Social Skills lead to more confidence

social skills Jul 29, 2023
Social Skills lead to more confidence

Recently, I watched a Youtube short by Vinh Giang where he talks about a friend he had in high school. He talks about his friend's ability with an instrument and connects it to social skills in a brilliant way. After hearing the comparison, it makes total sense. When we learn social skills, we are mastering our instrument. When we master something, we become more confident. Based on my own experience, I can attest to the argument that social skills lead to more confidence.

Take a look at people who have amazing social skills. These people tend to be so confident and radiant.

It makes sense that we become more confident when we have good social skills. We are social animals after all.

Rather than tell you this and send you off, I want to give you some ways to develop your social skills so you can lead yourself to more confidence. Here are the two biggest tips I can give you.

1. Know your own sense of humor

Everybody loves to laugh. Everybody loves a good time. But if you can't make people laugh, having a good time is a lot harder to do. The easiest way to make people laugh is to know your sense of humor, specifically what kind of humor best fits you.

This requires you to do some self-reflection, but it's worthwhile. You kind of already know what sense of humor you have.

You just have to pay attention to what you find funny or amusing. An easy way to figure out the specifics is to watch comedy routines on YouTube or think back to moments that you found to be funny or amusing.

Note, I said funny OR amusing. Oftentimes, we equate humor with funny. In reality, humor is more often than not amusing and not necessarily funny.

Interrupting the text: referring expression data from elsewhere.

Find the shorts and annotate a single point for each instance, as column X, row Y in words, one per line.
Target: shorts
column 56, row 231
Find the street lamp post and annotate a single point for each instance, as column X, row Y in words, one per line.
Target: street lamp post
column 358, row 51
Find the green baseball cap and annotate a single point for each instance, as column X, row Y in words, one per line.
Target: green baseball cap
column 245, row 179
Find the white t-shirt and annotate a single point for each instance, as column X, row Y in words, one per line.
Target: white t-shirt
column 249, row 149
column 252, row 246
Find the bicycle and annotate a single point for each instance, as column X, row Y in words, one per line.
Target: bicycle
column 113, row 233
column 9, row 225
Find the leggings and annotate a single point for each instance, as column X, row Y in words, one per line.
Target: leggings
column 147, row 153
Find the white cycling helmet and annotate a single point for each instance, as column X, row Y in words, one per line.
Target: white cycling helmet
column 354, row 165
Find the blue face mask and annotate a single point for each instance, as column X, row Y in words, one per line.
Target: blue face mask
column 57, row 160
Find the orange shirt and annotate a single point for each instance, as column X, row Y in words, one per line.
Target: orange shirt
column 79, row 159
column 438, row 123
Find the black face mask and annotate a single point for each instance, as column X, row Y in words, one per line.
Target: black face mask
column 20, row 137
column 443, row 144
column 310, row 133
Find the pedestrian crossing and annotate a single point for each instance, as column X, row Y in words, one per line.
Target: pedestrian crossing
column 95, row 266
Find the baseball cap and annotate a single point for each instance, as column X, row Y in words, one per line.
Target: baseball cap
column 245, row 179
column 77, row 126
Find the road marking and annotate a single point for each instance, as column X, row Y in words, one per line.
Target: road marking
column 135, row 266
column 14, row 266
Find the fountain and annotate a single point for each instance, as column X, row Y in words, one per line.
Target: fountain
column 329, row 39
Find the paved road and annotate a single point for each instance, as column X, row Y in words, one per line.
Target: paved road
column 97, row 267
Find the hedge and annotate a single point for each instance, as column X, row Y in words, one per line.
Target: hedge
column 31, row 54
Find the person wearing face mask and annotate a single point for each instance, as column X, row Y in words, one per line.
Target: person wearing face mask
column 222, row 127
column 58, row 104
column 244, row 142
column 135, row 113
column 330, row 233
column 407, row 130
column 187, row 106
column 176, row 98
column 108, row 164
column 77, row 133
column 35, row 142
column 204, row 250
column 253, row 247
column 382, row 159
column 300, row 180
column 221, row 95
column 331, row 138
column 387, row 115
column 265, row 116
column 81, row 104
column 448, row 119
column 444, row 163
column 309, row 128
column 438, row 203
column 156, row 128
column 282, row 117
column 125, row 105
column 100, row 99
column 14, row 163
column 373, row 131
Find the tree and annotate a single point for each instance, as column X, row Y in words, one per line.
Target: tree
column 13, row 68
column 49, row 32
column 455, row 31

It's possible to make somebody laugh without being funny. I don't think anybody would think that sarcasm or teasing is funny the majority of the time.

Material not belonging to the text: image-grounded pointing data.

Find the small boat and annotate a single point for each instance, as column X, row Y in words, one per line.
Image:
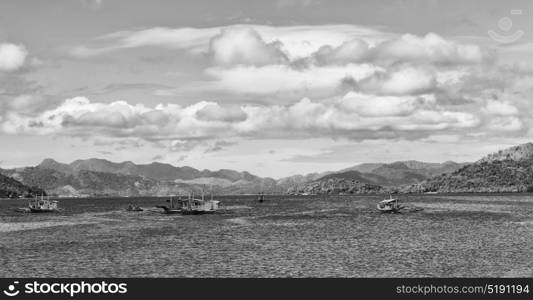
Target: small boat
column 390, row 205
column 132, row 207
column 171, row 209
column 261, row 197
column 43, row 205
column 192, row 206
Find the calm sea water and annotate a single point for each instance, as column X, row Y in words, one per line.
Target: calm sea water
column 472, row 235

Yet, these things make people laugh so much. They have a lot of fun with it, and that's the key.

To find your sense of humor, you need to find your sense of fun. Is sarcasm your style of fun? Is it absurdity? Is it making smooth, funny jokes?

The key to being funny is to be fun. If you want to easily find and hone your sense of humor, you need to know your style of fun.

2. Make actual connections

As much as you can have interactions that are super fun, a lot of them tend to fade into memory. You forget them no matter how fun they were, people especially. This is because there is no connection between you and them, whatever they are.

When we interact with others, we have the opportunity to create a truly unique moment with them. Yet, most of us ruin it by keeping it way too surface-level.

This doesn't mean you need to tell each other your life story, that's going overboard. However, learning about each other's hobbies or interests is not a bad thing.

To make actual connections with others, we want to ask questions about them. From simple ones like how their day was, to ones that are more involved like what kind of hobbies they have or what a typical day looks like for them.

If you've ever suffered from interactions dying down too early and not knowing what to do, it's extremely likely that you kept the conversation way too surface-level.

It's ok to dive a little into some detail. This does require a bit of skill and quick thinking on your part, which is why it's best for you to practice by talking to others.

Next time, when you ask somebody a question about themselves, listen to something that you can continue the conversation with.

On the flip side, when you are talking to somebody about yourself, it's best to leave multiple different threads they can pull in to continue the conversation.

Once you've gotten this down, your conversations will end up becoming much deeper much faster.

A science, but not for rockets

In general, good social skills revolve around making things easier for the other person to become engaged in the conversation without hurting them. This is actually much easier than most people think.

You don't need the perfect response. You don't need to say every word perfectly either. 

You just need to convey your intent properly and your social skills will lead you to more confidence in no time.